If the pattern set a recursion limit by including an item of the form (*LIMIT_RECURSION=nnnn) at the start, the value is returned. The fourth argument should point to an unsigned 32-bit integer. If no such value has been set, the call to pcre_fullinfo() returns the error PCRE_ERROR_UNSET.

PCRE_INFO_SIZE

Return the size of the compiled pattern in bytes (for all three libraries). The fourth argument should point to a size_t variable. This value does not include the size of the pcre structure that is returned by pcre_compile(). The value that is passed as the argument to pcre_malloc() when pcre_compile() is getting memory in which to place the compiled data is the value returned by this option plus the size of the pcre structure. Studying a compiled pattern, with or without JIT, does not alter the value returned by this option.

PCRE_INFO_STUDYSIZE

Return the size in bytes (for all three libraries) of the data block pointed to by the study_data field in a pcre_extra block. If pcre_extra is NULL, or there is no study data, zero is returned. The fourth argument should point to a size_t variable. The study_data field is set by pcre_study() to record information that will speed up matching (see the section entitled "Studying a pattern" above). The format of the study_data block is private, but its length is made available via this option so that it can be saved and restored (see the pcreprecompile documentation for details).

PCRE_INFO_REQUIREDCHARFLAGS

Returns 1 if there is a rightmost literal data unit that must exist in any matched string, other than at its start. The fourth argument should point to an int variable. If there is no such value, 0 is returned. If returning 1, the character value itself can be retrieved using PCRE_INFO_REQUIREDCHAR.
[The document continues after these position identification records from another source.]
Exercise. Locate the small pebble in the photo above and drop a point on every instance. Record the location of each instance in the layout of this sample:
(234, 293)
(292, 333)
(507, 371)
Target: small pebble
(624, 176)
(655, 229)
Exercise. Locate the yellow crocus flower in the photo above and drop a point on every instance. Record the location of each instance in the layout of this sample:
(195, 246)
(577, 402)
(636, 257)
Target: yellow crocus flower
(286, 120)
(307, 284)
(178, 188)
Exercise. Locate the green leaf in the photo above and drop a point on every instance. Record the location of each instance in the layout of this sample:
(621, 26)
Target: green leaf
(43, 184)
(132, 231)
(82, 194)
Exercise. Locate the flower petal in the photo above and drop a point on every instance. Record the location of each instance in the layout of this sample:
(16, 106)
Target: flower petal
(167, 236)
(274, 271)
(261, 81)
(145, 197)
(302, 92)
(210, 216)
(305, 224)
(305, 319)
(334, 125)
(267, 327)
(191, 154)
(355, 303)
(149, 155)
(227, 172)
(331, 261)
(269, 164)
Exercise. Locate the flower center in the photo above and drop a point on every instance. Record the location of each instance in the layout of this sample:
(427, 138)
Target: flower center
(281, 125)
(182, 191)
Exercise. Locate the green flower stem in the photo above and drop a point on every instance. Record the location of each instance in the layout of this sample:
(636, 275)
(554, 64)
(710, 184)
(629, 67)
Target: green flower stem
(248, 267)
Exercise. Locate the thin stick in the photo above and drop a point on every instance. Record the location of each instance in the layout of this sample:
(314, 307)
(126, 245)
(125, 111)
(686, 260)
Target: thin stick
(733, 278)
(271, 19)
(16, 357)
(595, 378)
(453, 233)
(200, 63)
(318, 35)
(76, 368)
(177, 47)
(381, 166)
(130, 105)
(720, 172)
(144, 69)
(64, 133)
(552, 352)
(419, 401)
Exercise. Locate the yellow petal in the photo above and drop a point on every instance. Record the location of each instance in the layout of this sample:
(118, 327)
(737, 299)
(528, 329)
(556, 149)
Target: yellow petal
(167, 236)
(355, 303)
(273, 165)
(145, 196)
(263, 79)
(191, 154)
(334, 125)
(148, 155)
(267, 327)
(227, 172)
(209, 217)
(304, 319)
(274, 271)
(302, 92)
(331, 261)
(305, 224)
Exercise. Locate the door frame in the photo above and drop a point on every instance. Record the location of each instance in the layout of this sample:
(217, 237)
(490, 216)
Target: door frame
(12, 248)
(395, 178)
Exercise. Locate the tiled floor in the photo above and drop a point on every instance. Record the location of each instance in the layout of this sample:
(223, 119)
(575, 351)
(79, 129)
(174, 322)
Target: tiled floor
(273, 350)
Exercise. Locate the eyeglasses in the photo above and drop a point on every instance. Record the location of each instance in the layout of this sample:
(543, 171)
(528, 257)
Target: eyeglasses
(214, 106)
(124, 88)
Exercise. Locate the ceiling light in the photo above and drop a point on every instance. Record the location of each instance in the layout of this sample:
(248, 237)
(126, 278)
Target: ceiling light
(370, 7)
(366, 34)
For anchored patterns, a last literal value is recorded only if it follows something of variable length. For example, for the pattern /^a\d+z\d+/ the returned value 1 (with "z" returned from PCRE_INFO_REQUIREDCHAR), but for /^a\dz\d/ the returned value is 0.

PCRE_INFO_REQUIREDCHAR

Return the value of the rightmost literal data unit that must exist in any matched string, other than at its start, if such a value has been recorded. The fourth argument should point to a uint32_t variable. If there is no such value, 0 is returned.